Jennifer Coder said she and Matthew Mitchell were planning their future out together. She lost her high school sweetheart on July 24.

ENGLEWOOD, Colo. — Every morning, Jennifer Coder wakes to check her phone for a text message she knows will never come.

"It's hard to remember that I'm not going to get that anymore," Coder said.

The daily texts from Matthew Mitchell weren't just entertaining. They made his girlfriend feel loved.

"Just anything during his day, and I loved every minute of it," Coder said.

The last text Coder received from Mitchell came through on July 24. Coder responded, but her replies went unanswered.

She found out the next day she'd lost her high school sweetheart and boyfriend of four-and-a-half years.

“I love him so much that I can’t believe that this is what happened," Coder said.

On the night of the 24th, Englewood Police were called to a home on South Grove Street.

Police records show that Mitchell's mother called police after her eldest son, Phillip Blankenship, 29, threatened suicide and fired a gun in the house.

What happened next varies on the account from police. Originally, Englewood Police said in a statement that officers were "met by gunfire."

Days later, the Englewood Police chief revealed in a taped and edited video statement that the gunfire didn't start until 28 minutes after officers arrived on scene.

The chief said officers were able to get two family members out of the home and to safety before Blankenship fired shots at police.

Englewood Police said officers fired back. Matthew Mitchell, 22, was inside the home with his brother and was killed by gunfire, police said. Englewood Police have not explicitly said who shot Mitchell.

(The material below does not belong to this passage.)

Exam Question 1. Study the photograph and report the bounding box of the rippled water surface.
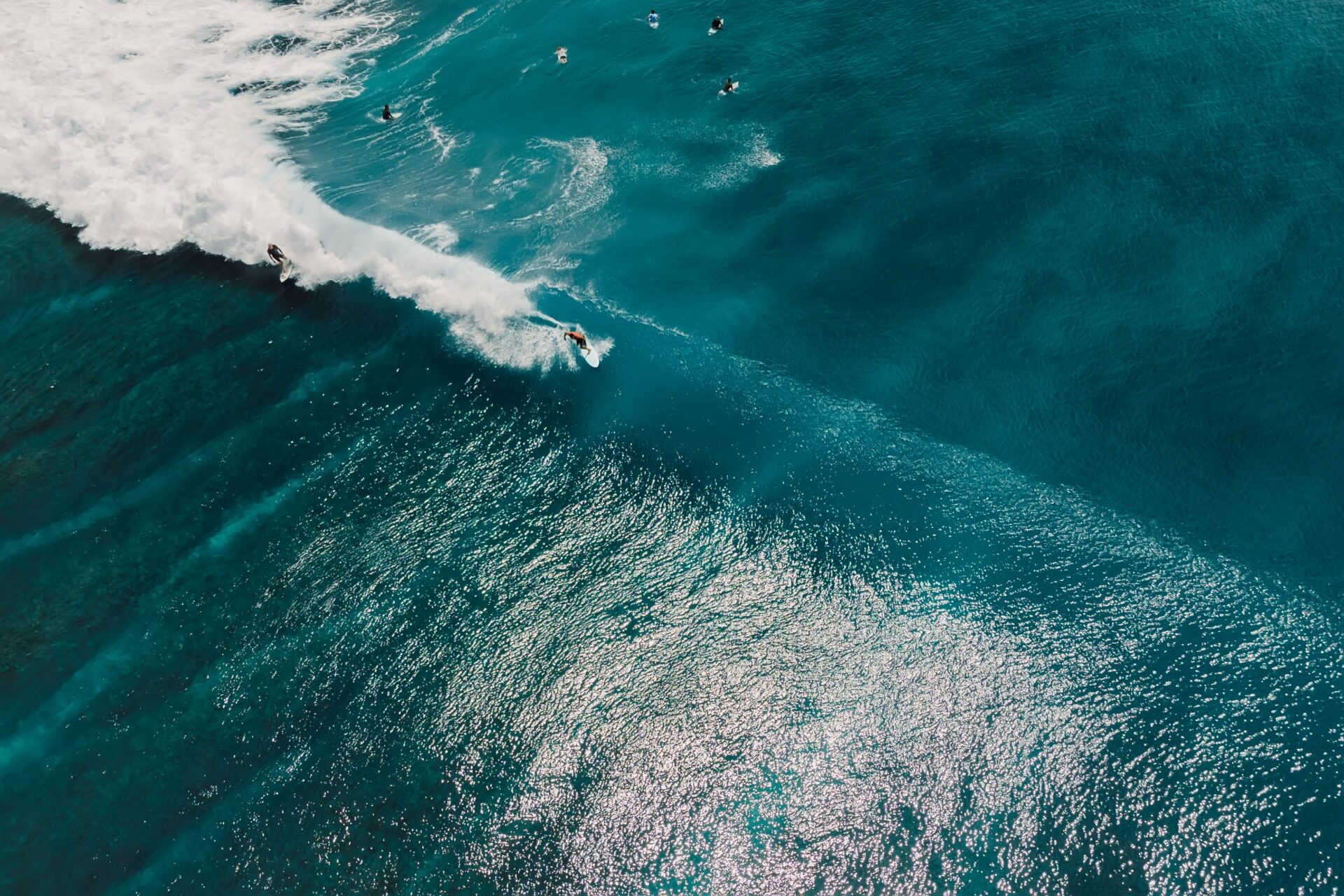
[0,0,1344,895]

Blankenship survived and was arrested for criminal attempted first-degree murder. On July 29, a judge signed a gag order in the case preventing attorneys and law enforcement from releasing information that could threaten the fairness of a trial.

“I want people to know that [Matthew] didn’t deserve this," Coder said. 

Coder wants people to know about the young man she loved. She said he was a talented cook who could whip up something delicious without a recipe.

She said he had a gift for connecting with people and could "charm anyone that he met." If Coder was Mitchell's first love, his dog, Misha, was his second. The two of them were always cuddling, she said.

Coder and Mitchell had plans to visit Japan and eventually move out of state together.

“He deserved so much better, and I was planning on giving him such a good life," Coder said. "And now there’s so many things that he’s not going to be able to experience.”

Coder doesn't know where life will take her, but she will keep Matthew's memory as close as the rings on her fingers. They were gifts from her boyfriend.

"Matthew had given me three different rings," Coder said, twirling the bands on her fingers. "I don't think I'll ever take these rings off."